Tuesday, February 2, 2016

976-Evil - Review - @BrandonCSites



976-Evil (1988) **
D: Robert Englund
C: Stephen Geoffreys, Jim Metzler, Sandy Dennis, Maria Rubell, Pat O'Bryan, Lezlie Deane, J.J. Cohen, Paul Willson, Greg Collins

Plot Synopsis: Dialing the number for something called Horrorscope puts a bullied teen (Stephen Geoffreys) in touch with the devil.

Review: The premise is simple. A teen, who's always been bullied, gets his chance for revenge thanks to a telephone hotline that taps into the darker recesses of his mind. As his takes on this monstrous behavior, of extracting violent revenge, his exterior appearance changes to that of a monster to reflect how he's changed mentally.

Stephen Geoffreys plays the bullied teen in a credible performance. However, first time director, Robert Englund (of Freddy Krueger fame), trips up in the overall visual presentation. Some of the characters are styled to look like greasers from the movies of yesteryear. Oscar winning actress, Sandy Dennis, is donned in an over the top wig and wears a variety of cheap looking dresses & night gowns with either floral prints or bold colors that look downright tacky.

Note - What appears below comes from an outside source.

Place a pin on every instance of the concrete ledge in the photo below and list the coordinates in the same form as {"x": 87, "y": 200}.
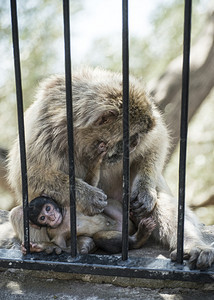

Playing in the background, on a television set, is an assortment of commercials featuring bible thumpers screaming to the high heavens. Some of the characters hang out at a theater which plays an array of horror movies. Others frequent dingy diners or motorcycle shops. In my guesstimation, Englund probably thought that the premise behind 976-Evil was rather generic. So, in an effort, to spice things up, he resorted to visual embellishments. To give credit where it's due, Englund has created a distinct world that feels like an exaggerated version of something out of David Lynch's Blue Velvet


In presenting this over the top take on suburbia, it distracts from Geoffreys' performance, his character and the inner turmoil that he feels that we're supposed to be relating to. What makes or breaks this type of movie is whether the audience connects to the main character seeking revenge. Instead of connecting to the main character & his plight, Englund seems more concerned with wanting viewers to connect to this world that he's created.  

What Englund has failed to understand is that the reason this premise has continued to endure is, because it taps into a universal emotion that everyone has experienced at some point in their lives. After all, who hasn't wanted revenge for the things that others have done to them? [R] 92 minutes.